9 AM. So, after a little fiddling with my new baitcaster, I made the first cast. Bird's Nest. My very first backlash caught me by surprise... so that's what the shopkeeper at Beach road was telling me about... so I took some time to clear the tangle (a backlash on 6 lb line is not that easy to clear you know?) and, standing at the water's edge, made my second cast. This time, although there was still a little Char Bee Hoon, the black and white Nilsie managed to land about 20 ft away (very near actually). So I quickly cleared the minor backlash and started a sink-and-draw retrieve like the one I'd been reading about (though I was using a floating lure). Anyway, only after a few cranks of the handle, I felt a distinct tug and I struck.
The fight was brief, but it still managed to attract the attention of a passing Caucasian tourist who saw me lifting a nice little Garoupa weighing around 300 grams out of the water. I was really pleased and amazed at the catch plus the way I caught it, so was the tourist, who promptly snapped my picture (the one you see above), asked for my address, and mailed me the photo... which is posted above.
By the way, I released that fish, and four more which I landed within an hour from the same spot. By 10 AM, I packed up and went home, afraid that I was pushing my luck a little too far, yet fully satisfied with my first lure-fishing cum catch & release expedition.
1988-1989
Those were the days I used to rush down to Marina
Bay every Friday after school with
a few of my classmates to do a spot of lure fishing. At times, the Garoupas
were so abundant that we could have mini competitions among ourselves. Of
course, the occasional Trevally, Queeny, Barracuda, Mangrove Jack, Barra and
Snapper showed up once in a while to add variety.

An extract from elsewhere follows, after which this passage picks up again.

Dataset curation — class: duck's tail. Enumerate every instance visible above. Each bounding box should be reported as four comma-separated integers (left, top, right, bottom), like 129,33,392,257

Although getting stuck was already a problem back then,
we had HUMAN LURE RETRIEVERS assigned for each particular day so that only one
person had to get wet... no doubt swimming and diving for our lures was a messy
and risky method (and I still don't know what made us do it time and time
again), it made the whole experience so much more enriching. BUT DON"T ASK
ME TO DO IT AGAIN!!! Nevertheless, those were damn good days man!!!
Lures are expensive...
... and in the past, although my
cousin Justin did tell me about the lure retriever back in the 80's, we had to
dive for our lures.
Of course the risks were there. Many a time I had cuts on my feet so long and
deep that I thought I would never survive; and sometimes our fingers got poked
and cut by the hooks on our lures as we groped in the murky water.
Once you dive beneath the surface, visibility is reduced to less than an
arm's length and you have nothing to guide you except the thin monofilament. You
just have to keep going down and down, following the line till you reach the
lure.
Normally a simple tug would do the trick. But the key point would be to get a
firm hold on the body of the lure, and then you pull hard. Sometimes the hooks
would straighten, sometimes the hooks would be so deeply embedded in thick ropes
that you had to bring the whole snagpile up, but the method ALWAYS worked.
$10 was a lot to me as a schoolboy back in the 80's and losing a lure often
meant we had to go without lunch during recess for a whole week so save up for
another lure. Maybe in retrospect, diving for lures was not such a bad idea
after all, it provided some excitement in itself and helped our machismo (to
some extent). So tell me, who do you know has taken the plunge in the Singapore
River or Marina Bay?
1988 - William, Boon Chee and Simon... with our Rapalas and Nilsmasters, and Raymond at Hock Heng telling us jokes... ah, those were the days!